Partnered by Fabian Lurquin in his BRX Prodrive Hunter, Loeb recorded the third fastest time on the day as Sweden’s Mattias Ekström in an Audi set the early pace ahead of American Seth Quintero’s Toyota.
Nine-time world rally champion Loeb is pursuing a first Dakar victory for Bahrain Raid Xtreme, and for himself, after securing a record six consecutive stage wins in Saudi 12 months ago on his way to a second successive Dakar runner up finish.
The traditional Prologue is an appetiser for the much longer, demanding desert stages to follow over the next two weeks in a route of nearly 8,000 km, and it took the cars across rocks and sand into the canyons around AlUla, where navigation skills were put to the test.
While the stage timings will not count in the overall standings, Loeb and the other top ten finishers were later allowed to pick their starting positions for tomorrow, when the rally starts in earnest with a 414km special stage from AlUla to Al Henakiyah.
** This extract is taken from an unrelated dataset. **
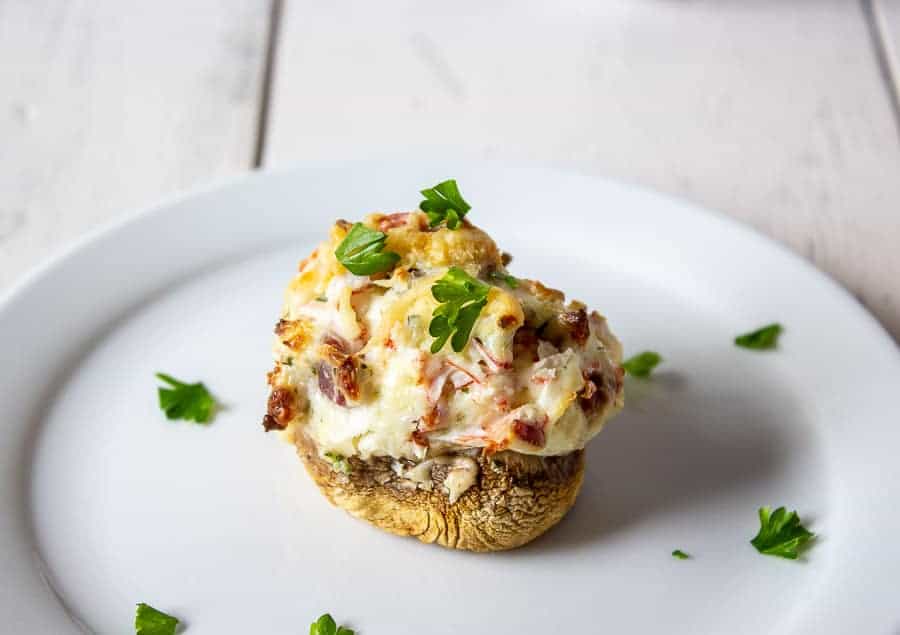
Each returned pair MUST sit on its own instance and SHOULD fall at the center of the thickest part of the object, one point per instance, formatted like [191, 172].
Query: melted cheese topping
[354, 371]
Defending champion and five-time winner Nasser Al Attiyah, driving one of five other Prodrive Hunters in the event, finished the stage in 12th spot following a small navigational error.
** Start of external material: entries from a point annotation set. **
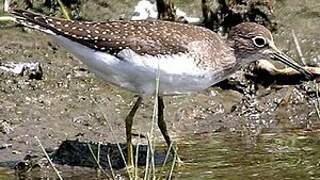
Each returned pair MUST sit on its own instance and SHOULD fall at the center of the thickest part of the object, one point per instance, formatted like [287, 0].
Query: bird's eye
[259, 41]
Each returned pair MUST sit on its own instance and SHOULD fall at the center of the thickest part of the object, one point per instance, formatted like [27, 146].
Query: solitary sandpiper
[131, 54]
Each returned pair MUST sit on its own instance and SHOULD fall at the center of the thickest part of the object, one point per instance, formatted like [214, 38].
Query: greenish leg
[129, 121]
[163, 128]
Loeb is determined to give the BRX Prodrive Hunter a breakthrough victory on the team’s fourth Dakar, and he was happy with today’s outcome, knowing he could face another huge battle with Al Attiyah as the rally progresses.
“It was a clean stage, with no mistakes for us,” he said at the finish. “We tried to push to have a good position and it was a good stage for us. It was not so easy. The navigation was quite difficult and for sure it was not an easy start.
“I was little but nervous this morning, as always, but once we were in the car it all went well.”
Traversing the Kingdom from northwest to southeast and concluding at Yanbu on the Red Sea coast on January 19th, the fifth Dakar Rally in Saudi promises to be a rigorous test of both human endurance and technical engineering.
Once again, the Empty Quarter in the south will provide a dramatic chapter, as the cars take on the dunes that overall cover an area the size of France.
A new ’48-hour Chrono’ stage at the midway point spans 600 kilometers in the dunes over two days, allowing service only by the drivers and rally truck crews at the overnight bivouac.